A more accurate  "car" analogy  would be "Would you ban a certain car because some guy drove it into a crowd on the street?"

If you think that drug abuse is a "victimless" crime, you are sorely uneducated.

The term "reduce availability of guns" doesn't make any sense to me.  The modern sporting rifles that so many choose to call "assault weapons" are responsible for a very, very small percentage of murders.  If what you are really trying to do is make "mass shooting" happen less often, then "reducing the availability of guns" is the wrong path to go down unless you are talking about banning firearms.  The only way to reduce "mass shooting" in this country is through the mental health reform path.  While banning modern sporting rifles would not make any noticeable difference in the firearms that are available that can perform exactly as they can, a serious effort to identify, treat, and, if necessary, house our mentally ill would remove the real threat...those that would kill large numbers of people for no apparent reason.

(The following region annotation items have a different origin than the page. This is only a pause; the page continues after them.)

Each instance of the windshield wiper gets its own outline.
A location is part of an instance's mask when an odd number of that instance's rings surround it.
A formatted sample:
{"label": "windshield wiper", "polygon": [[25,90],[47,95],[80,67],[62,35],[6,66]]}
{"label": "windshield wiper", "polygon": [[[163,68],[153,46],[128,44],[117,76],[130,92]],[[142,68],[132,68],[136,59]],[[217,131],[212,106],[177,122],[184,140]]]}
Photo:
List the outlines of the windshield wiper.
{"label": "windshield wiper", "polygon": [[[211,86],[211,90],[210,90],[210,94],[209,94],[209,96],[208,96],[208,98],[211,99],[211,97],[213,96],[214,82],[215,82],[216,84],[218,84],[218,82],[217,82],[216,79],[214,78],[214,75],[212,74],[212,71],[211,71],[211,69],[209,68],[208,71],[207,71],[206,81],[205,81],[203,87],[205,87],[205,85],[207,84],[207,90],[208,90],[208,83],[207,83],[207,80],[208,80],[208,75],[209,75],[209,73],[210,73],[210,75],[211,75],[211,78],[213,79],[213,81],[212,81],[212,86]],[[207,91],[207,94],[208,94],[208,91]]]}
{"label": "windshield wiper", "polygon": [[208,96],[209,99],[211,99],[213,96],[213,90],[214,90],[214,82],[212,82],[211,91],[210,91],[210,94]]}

Actually in my metaphor about consumer choice, my analogy was perfect.

However I find your suggestion to ban firearms interesting.  In relate, I think the actual statistics are against you notnow.

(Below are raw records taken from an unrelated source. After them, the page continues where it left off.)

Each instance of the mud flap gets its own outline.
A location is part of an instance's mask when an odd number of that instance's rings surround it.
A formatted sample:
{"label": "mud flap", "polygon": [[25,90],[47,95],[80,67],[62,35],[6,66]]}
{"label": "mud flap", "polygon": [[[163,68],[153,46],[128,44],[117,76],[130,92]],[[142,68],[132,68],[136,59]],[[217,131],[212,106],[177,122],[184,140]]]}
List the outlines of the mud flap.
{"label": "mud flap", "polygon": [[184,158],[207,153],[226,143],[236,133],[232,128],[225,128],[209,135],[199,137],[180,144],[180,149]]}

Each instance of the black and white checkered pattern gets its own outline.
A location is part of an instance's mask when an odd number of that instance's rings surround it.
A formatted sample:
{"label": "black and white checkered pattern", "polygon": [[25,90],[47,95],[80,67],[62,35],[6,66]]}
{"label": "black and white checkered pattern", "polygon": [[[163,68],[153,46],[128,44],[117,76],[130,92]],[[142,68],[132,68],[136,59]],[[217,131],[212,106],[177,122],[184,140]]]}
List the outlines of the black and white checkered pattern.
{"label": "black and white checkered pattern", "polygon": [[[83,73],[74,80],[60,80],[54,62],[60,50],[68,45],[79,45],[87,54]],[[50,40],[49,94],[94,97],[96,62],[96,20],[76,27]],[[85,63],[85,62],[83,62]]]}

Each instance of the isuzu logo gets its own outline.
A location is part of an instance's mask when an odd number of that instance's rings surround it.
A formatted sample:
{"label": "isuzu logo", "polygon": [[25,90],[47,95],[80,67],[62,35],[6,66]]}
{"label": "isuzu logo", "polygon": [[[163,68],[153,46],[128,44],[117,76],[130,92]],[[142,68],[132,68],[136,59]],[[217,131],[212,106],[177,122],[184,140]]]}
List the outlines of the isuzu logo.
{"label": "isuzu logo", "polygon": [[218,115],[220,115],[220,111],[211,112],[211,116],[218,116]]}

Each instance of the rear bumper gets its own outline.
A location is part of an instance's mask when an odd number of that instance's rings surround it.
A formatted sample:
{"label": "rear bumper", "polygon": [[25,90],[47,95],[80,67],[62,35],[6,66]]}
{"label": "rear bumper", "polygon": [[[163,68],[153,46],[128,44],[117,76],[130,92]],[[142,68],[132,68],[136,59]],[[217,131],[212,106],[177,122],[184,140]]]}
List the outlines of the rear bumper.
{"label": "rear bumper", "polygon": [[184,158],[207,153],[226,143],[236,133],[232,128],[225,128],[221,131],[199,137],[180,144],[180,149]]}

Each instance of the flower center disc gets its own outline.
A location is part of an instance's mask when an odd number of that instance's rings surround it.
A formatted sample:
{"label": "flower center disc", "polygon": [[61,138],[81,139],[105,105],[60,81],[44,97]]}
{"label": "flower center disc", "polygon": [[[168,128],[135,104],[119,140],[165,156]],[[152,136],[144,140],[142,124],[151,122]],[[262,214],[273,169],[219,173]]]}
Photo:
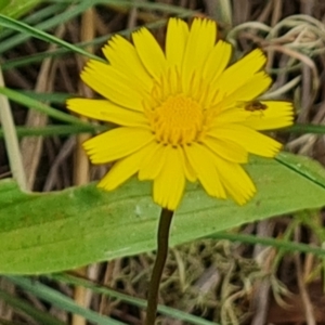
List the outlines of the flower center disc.
{"label": "flower center disc", "polygon": [[171,145],[188,144],[200,133],[203,112],[197,102],[178,94],[154,110],[152,121],[158,141]]}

New York City has some of the strictest gun laws in the country.  Wonder whats happening there?

http://www.huffingtonpost.com/2012/12/26/new-york-city-murder-rate-2012-nypd-homicides-historic-low_n_2366852.html?utm_hp_ref=new-york

Quote
With less than a week left in 2012, the murder rate in New York city is still on track to reach its lowest level in over half a century.

NYPD data shows that as of this last weekend, 414 people in New York City had fallen victim to homicide in 2012, an 18.5% drop from 2011, when a total of 515 people were murdered.

By the time the ball drops in Times Square on December 31st, New York City will likely see its lowest murder rate since the early 60s.

(The murder rate this year is so low, it could happen that more people in NYC died of suicide this year, than of murder. For even more perspective: In 1990, 2,245 people were murdered in New York City.)

You described a consumer product that would "blow up" regardless of the actions of the owner/operator.   I described a consumer product being used as a weapon of murder, used not as intended by the manufacturer of the product and in violation of the laws of the land.  Which is a more accurate description of the recent crimes we are discussing?

As for the rest of your post, it does not appear that you understood my argument.  My point was that banning the types of rifles that many are calling "assault rifles" will have little to no effect on the occurrence of "mass murder".   I based that argument on the fact that there are many weapons which do not fall under the "assault weapon" ban that perform in exactly the same way.   Not to mention the evidence which exists from the ten year Clinton "assault weapons ban" that shows no effect on the crime rate overall. 


You seem to be arguing for the implementation of gun laws similar to those of NYC on a national basis, is that correct?  And your argument for such a change is the Huff piece that you cited?